Chappell Roan singles chronology
| "California" (2020) | "Naked in Manhattan" (2022) | "My Kink Is Karma" (2022) |

Music video
- "Naked in Manhattan" on YouTube

Audio sample
- file; help;

= Naked in Manhattan =

2022 single by Chappell Roan

"Naked in Manhattan" is a song by the American singer-songwriter Chappell Roan. It was self-released on February 18, 2022. It would later become the lead single from Roan's debut album The Rise and Fall of a Midwest Princess, through Amusement and Island Records. "Naked in Manhattan" was also released as a B-side to Roan’s "Pink Pony Club" on December 16, 2024. She wrote the song with Dan Nigro and Skyler Stonestreet, with Dan Nigro on production. It is a dance, dance-pop, synth-pop, disco-pop, and disco song about sapphic yearning and having a crush on a girl for the first time, drawing comparisons with the feeling of new possibilities after arriving in New York City.

== Background ==
Following the commercially disappointing performance of Roan's previous single "Pink Pony Club" and being dropped by Atlantic Records for being unprofitable, Roan took a two year long break from music before returning with "Naked in Manhattan", a song written the same original year. The song's inspiration drew from her first time having a crush on a girl, who was from New York City. She said in an interview, "This song relates to having a crush on a girl or like a queer relationship at the beginning, because it's similar to the way that New York City makes me feel, which is like, excited and kind of like, wanderlust, and it's the same as a girl." The song's lyrics feature cultural references to the film Mulholland Drive, the character Regina George from Mean Girls, and pop artist Lana Del Rey, whom Roan has expressed an admiration for.

== Critical reception ==
In a review for Earmilk, Emily Treadgold said "Naked In Manhattan" was a showcase of Chappell Roan's amazing ability to "perfectly capture those burgeoning feelings of young love through a queer lens."

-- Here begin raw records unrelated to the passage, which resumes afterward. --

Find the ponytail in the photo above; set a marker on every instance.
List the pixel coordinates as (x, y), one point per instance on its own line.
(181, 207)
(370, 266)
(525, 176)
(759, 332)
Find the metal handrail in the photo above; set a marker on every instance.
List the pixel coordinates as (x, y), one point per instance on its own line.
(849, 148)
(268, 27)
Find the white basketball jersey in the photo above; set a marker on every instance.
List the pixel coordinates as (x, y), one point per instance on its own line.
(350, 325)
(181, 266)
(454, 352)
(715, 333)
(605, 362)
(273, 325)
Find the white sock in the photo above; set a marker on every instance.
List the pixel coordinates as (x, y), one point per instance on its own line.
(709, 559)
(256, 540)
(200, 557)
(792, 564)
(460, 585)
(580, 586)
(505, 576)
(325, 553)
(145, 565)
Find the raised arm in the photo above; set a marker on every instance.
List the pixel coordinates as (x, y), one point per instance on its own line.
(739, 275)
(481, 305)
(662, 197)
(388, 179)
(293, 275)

Madeline Kinnaird for NPR wrote that "Naked In Manhattan" has lyricism that is "tender" and "nostalgic". She commented on Roan's falsetto, calling it "floating" and that the instrumentation has "delicate, yearning synths".

== Charts ==

Chart performance for "Naked in Manhattan"
| Chart (2024) | Peak position |
|---|---|
| US Bubbling Under Hot 100 (Billboard) | 16 |

== Certifications ==

| Region | Certification | Certified units/sales |
| Australia (ARIA) | Gold | 35,000^{‡} |
| New Zealand (RMNZ) | Gold | 15,000^{‡} |
| United Kingdom (BPI) | Silver | 200,000^{‡} |
| United States (RIAA) | Gold | 500,000^{‡} |
^{‡} Sales+streaming figures based on certification alone.